When I am in the middle of edits, especially if I'm under a deadline, one of the last things I worry about is healthy eating. Chocolate and goldfish crackers are my staples :D So when the edits are done and my life gravitates back toward normalcy, I try to get back on the healthy eating train. Which isn't always the funnest thing to do when I've been chowing whatever I want for the last several weeks :D
One recipe I've found that I LOVE is one for Almond Flour Blueberry Muffins. I use almond flour a lot because my son has eczema and white flour makes him break out like crazy. It costs a fortune at my local grocery store, however you can get it online fairly inexpensively. I buy mine in 5 pound bags from Nutsonline.com and my kids have no idea when I substitute it for white flour. They love the treats I make for them using it :)
2 cups almond flour
3 rounded tablespoons Splenda (I use Stevia)

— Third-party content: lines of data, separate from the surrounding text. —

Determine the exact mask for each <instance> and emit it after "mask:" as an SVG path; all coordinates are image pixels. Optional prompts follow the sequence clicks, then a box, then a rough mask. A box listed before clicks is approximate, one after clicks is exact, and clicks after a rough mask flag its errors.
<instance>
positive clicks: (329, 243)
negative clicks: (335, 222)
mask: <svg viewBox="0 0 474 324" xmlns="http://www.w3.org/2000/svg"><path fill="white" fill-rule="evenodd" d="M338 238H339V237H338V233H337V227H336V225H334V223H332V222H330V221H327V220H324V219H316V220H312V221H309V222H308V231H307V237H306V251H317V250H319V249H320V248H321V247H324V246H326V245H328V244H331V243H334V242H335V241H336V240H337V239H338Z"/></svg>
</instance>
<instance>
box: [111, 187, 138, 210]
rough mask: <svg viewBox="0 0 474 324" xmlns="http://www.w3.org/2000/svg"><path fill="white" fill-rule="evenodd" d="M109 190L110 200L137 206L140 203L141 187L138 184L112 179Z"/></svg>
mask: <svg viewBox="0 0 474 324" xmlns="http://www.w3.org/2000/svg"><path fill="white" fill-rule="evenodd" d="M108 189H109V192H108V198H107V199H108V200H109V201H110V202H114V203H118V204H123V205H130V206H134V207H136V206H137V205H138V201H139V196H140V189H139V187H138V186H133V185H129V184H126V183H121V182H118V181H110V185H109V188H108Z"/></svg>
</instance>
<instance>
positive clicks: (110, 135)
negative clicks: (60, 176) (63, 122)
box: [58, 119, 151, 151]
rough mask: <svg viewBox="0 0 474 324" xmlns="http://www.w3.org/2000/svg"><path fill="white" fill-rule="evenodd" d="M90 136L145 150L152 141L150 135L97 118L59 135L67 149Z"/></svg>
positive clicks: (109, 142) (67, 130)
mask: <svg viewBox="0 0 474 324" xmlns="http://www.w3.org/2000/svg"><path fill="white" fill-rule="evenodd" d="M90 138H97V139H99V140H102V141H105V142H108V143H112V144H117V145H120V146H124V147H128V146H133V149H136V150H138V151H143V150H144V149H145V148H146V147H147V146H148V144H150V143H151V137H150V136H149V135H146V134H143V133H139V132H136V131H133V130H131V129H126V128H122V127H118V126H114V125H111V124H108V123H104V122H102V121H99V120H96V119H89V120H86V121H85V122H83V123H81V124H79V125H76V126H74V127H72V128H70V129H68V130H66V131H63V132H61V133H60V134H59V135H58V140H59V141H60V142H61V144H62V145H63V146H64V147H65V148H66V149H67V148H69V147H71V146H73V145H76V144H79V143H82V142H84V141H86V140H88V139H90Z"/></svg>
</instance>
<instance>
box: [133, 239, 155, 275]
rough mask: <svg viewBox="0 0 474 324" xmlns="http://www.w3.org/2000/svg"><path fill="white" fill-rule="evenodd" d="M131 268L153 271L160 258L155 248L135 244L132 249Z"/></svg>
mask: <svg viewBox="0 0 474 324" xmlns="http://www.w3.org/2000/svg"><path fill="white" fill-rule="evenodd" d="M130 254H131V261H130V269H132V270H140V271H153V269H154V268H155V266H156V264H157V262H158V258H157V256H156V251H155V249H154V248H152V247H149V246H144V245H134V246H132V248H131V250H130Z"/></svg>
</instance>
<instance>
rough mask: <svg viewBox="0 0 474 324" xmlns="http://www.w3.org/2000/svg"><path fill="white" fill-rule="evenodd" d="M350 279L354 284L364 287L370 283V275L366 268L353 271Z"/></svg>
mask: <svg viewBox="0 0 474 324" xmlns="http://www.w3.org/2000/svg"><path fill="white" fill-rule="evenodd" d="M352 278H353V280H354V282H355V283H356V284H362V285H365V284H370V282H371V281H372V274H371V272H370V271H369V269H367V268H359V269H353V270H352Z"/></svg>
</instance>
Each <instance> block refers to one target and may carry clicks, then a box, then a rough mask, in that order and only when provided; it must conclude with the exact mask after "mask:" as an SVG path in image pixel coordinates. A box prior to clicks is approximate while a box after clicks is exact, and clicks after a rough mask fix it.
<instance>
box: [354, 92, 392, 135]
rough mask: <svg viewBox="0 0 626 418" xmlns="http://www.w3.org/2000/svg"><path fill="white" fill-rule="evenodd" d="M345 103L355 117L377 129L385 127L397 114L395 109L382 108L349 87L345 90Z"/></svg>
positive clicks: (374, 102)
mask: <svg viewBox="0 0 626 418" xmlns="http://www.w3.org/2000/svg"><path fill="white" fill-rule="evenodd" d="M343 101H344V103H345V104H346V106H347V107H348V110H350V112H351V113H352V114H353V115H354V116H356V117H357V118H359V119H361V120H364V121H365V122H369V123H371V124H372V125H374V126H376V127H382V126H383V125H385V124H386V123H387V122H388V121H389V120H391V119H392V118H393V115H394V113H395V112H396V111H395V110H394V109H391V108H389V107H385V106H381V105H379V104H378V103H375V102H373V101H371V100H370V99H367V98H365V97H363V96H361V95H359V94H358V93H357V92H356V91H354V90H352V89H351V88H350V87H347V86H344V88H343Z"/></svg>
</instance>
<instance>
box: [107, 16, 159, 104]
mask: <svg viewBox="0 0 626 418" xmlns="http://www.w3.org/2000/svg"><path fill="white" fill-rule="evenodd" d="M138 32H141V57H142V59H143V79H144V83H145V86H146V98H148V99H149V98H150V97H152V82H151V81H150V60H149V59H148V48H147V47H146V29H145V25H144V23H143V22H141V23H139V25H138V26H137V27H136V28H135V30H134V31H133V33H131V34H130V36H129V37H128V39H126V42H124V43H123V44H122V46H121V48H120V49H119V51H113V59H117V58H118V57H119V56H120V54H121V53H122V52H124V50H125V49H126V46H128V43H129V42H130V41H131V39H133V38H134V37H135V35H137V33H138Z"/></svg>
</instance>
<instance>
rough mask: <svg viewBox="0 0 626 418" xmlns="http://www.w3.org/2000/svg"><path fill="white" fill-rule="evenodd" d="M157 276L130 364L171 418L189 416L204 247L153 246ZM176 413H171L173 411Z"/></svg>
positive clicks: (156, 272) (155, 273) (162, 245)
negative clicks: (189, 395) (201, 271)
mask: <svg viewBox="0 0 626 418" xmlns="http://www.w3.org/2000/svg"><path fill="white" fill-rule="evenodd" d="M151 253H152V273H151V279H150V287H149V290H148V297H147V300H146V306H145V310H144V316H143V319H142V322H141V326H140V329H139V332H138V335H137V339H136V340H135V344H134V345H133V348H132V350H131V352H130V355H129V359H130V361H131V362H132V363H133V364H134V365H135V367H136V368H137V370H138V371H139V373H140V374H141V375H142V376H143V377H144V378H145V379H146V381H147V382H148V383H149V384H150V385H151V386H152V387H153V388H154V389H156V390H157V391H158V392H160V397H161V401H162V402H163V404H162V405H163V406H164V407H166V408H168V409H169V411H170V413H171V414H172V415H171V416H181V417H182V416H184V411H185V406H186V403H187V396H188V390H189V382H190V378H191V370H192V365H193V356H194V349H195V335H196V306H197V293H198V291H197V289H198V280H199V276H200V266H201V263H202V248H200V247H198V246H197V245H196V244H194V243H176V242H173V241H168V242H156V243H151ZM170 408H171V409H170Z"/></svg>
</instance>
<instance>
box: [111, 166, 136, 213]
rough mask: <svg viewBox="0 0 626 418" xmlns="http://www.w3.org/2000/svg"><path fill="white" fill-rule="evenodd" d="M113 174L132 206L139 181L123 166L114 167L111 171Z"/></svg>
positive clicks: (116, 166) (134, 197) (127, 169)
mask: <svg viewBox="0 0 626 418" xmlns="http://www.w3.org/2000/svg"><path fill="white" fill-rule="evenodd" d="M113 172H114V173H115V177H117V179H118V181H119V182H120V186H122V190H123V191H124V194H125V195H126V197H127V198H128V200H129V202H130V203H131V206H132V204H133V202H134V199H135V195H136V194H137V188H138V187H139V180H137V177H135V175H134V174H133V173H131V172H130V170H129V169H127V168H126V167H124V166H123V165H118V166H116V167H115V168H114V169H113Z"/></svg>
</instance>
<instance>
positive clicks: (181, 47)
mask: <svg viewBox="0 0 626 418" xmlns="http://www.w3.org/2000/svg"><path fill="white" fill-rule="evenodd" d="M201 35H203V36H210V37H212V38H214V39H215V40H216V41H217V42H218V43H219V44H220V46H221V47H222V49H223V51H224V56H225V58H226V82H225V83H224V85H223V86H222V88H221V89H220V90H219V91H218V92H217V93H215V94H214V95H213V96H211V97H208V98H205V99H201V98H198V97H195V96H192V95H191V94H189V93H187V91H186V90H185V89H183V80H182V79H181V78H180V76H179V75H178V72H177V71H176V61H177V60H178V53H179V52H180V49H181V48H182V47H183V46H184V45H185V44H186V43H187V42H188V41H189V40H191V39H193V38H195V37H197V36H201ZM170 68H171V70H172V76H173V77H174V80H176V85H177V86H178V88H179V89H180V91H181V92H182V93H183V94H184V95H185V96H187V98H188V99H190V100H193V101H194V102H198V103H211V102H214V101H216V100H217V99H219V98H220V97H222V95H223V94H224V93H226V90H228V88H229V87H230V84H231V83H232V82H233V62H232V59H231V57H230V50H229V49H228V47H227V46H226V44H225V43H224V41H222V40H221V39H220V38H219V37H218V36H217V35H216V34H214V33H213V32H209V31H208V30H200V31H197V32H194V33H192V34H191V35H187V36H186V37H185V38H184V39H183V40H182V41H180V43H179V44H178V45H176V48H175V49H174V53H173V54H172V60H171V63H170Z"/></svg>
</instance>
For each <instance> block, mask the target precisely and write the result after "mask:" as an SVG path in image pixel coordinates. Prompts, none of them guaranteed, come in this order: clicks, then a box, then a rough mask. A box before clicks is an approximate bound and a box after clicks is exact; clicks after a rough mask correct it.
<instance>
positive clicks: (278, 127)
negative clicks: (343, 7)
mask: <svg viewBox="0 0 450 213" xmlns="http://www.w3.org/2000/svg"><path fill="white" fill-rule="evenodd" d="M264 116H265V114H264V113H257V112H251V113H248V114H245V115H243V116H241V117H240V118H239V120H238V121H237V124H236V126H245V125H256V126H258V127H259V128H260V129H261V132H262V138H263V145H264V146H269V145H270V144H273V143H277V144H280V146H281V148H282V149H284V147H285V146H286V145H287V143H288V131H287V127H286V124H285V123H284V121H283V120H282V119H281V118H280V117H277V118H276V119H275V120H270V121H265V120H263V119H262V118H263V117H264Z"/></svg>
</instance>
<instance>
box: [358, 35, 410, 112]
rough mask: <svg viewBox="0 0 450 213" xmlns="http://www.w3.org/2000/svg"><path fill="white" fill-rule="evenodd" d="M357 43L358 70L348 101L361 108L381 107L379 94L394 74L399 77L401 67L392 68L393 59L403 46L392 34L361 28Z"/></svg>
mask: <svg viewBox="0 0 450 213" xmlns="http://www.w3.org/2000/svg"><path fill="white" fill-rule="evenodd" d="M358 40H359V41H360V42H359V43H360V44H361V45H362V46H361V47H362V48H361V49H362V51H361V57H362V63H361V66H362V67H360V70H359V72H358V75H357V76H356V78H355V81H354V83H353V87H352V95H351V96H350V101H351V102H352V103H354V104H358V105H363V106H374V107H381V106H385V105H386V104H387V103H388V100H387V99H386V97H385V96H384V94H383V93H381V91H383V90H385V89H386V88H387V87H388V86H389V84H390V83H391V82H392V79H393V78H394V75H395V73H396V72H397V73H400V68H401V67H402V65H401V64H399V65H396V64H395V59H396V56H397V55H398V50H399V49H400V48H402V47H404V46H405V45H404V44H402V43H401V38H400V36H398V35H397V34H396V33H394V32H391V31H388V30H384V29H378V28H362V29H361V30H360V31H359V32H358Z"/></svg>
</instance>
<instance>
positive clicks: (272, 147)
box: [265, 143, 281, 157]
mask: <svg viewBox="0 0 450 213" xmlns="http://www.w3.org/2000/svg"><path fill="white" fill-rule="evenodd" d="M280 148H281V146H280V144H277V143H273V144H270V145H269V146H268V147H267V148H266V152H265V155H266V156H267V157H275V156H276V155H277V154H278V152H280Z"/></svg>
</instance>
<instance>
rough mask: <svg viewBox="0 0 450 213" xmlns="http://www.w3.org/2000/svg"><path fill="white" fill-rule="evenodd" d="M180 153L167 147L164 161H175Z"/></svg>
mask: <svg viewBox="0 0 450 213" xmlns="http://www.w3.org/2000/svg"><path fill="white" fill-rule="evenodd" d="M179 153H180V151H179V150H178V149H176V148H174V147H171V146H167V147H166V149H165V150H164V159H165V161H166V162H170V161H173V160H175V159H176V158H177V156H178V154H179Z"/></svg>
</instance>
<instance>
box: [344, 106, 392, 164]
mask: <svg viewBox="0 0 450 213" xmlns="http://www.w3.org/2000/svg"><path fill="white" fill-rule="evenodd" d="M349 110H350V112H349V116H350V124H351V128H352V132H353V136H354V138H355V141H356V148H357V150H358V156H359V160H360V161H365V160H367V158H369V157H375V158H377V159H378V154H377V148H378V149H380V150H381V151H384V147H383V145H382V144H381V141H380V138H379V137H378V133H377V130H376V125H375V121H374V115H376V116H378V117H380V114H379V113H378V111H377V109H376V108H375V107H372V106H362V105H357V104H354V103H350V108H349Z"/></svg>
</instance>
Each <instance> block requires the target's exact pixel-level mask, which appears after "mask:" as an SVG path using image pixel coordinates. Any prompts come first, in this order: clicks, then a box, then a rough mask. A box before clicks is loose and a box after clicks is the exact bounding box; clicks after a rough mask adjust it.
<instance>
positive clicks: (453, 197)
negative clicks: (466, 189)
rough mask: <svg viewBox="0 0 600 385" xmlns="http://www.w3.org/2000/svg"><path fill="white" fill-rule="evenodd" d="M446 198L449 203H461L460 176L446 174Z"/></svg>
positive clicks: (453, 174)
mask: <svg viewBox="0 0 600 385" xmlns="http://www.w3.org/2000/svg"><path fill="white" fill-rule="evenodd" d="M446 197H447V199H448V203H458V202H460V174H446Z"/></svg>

1 rounded teaspoon baking powder
4 eggs (at room temperature)
1/2 cup butter, melted
1/2 cup heavy cream
1 tablespoon lemon juice
1 teaspoon vanilla extract
1 cup blueberries (fresh or frozen)
Butter or line 12 large muffin pans with muffin tin liners.
Preheat the oven to 350 degrees F.
In a medium bowl, mix together the wet ingredients.
In a larger bowl, mix together the dry ingredients (but not the berries).
Add the wet ingredients to the dry ingredients and mix until just combined (do not beat).
Finally, add the berries and briefly mix again.
Divide the mixture between the 12 muffin pans and bake for 20-25 minutes until risen, golden brown and set in the middle.
Leave in the pans on a cooling rack for 5 minutes, and then loosen carefully with a knife before turning out to cool completely. Makes 12.